There are the people who go off and hoot it up at Willie T's and others who sit on their fancy yachts and use their binoculars, watching other people acting crazy aboard, jumping off the upper deck and making glorious fools of themselves. I was trying to catch up on my notes, sitting in the cockpit, enjoying the post snorkeling exercise rush. Oh, and drinking a painkiller Bob brought up for me. My sister said to 'go live the dream' and I am doing my best to comply. Binoculars do help spotting the names and ports of origin of the boats coming in and out, if not for actual snooping…

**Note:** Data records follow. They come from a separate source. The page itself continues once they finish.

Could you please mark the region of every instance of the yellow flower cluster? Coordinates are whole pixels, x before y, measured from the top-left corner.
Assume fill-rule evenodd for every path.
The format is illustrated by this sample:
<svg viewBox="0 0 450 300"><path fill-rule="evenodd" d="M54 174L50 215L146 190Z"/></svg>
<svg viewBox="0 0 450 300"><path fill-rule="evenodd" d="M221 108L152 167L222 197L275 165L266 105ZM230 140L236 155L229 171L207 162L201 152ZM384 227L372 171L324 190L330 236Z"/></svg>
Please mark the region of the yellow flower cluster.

We had gone to Willie T's the day before, but prior to snorkeling, we had stopped in to have lunch and 'Friggin' in the Riggin' drinks (Mt. Gay Rum frozen with mango and banana, topped with Gosling's Dark Rum). We got some gas for the dinghy from Tom, who manages the Eco-style Restaurant and beach area, with his wife Lena. When we found Tom, he was in the back of the 300 year old stone foundation (from plantation days) on which they had built their house.
Tom was up the hill, with his cheerful son, hoeing and working the garden. He had planted out lots of edibles as well as ornamentals. There were also some starter plants in the nursery he maintains; along with managing the establishment, the R.O. (the reverse osmosis machine which converts the sea water), the bar and restaurant, and collecting boat fees, they have a myriad of other duties.
I have some books he graciously lent me on island plants and their uses. He took us around the planted beach area covered in sand brought from Barbuda in huge amounts. He had been there to spread it. He had been tending the planted material for awhile, and was a store house of information about the old uses of the tropical material. I took notes as he did a plant id walk with us, and am going to incorporate it into the design I am working on for a St. Thomas project that is coming together.
For me, the chief treasure here is the way these grounds have been maintained, with care, by Tom and family. Some of the plants, such as the Tamarind trees, are centuries old. The fruit is delicious. I have begun to taste the treasures, so this is more 'pieces of ate', than any buried gold 'pieces of eight', and it is a true forager's feast, island style.